Phototaxis, directional swimming towards the light, is a widespread behaviour in marine plankton. About 80% of all marine invertebrates with a dispersing larval stage show positive phototaxis at the beginning of the dispersal phase. Following this positive phototactic stage, older larvae often become negatively phototactic. We study the mechanisms of both positive and negative phototaxis in Platynereis
and other marine invertebrate larvae.
We have a comprehensive understanding of the mechanism of early larval positive phototaxis in Platynereis
. Positive phototaxis is mediated by a pair of very simple eyes, or eyespots. These eyespots are composed of two cells only: a photoreceptor and a shading pigment cell, and resemble Darwin's 'proto-eyes'
, considered to be the first eyes to appear in animal evolution. Many planktonic larvae possess these simple eyespots.
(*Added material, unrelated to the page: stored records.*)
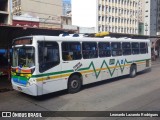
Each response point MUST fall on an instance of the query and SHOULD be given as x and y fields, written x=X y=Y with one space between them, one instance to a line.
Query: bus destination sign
x=22 y=42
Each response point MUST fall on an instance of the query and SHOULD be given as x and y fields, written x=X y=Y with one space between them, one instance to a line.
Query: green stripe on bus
x=118 y=64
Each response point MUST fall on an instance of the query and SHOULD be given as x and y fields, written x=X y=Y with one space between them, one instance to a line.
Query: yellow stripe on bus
x=82 y=72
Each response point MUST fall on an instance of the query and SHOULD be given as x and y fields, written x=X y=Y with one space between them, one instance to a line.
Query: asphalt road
x=121 y=94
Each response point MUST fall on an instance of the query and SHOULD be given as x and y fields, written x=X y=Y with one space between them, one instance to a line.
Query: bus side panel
x=90 y=71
Eyespots cannot form images but enable the animal to sense the direction of light, because the pigment cell shades the photoreceptor from one side. In Platynereis
, selective illumination of one eyespot changes the beating of adjacent cilia by direct cholinergic innervation, resulting in locally reduced water flow. Computer simulations of larval swimming show that these local effects are sufficient to direct the helical swimming trajectories of larvae towards the light. The computer model also shows that axial rotation of the larval body is essential for phototaxis and that helical swimming increases the precision of navigation. Our findings in Platynereis
larvae provide a general mechanistic understanding of phototaxis in marine zooplankton larvae and its regulation by simple eyespots. It is possible that a similar direct coupling of light-sensing with ciliary locomotor control was a principal feature of the first animal eyes.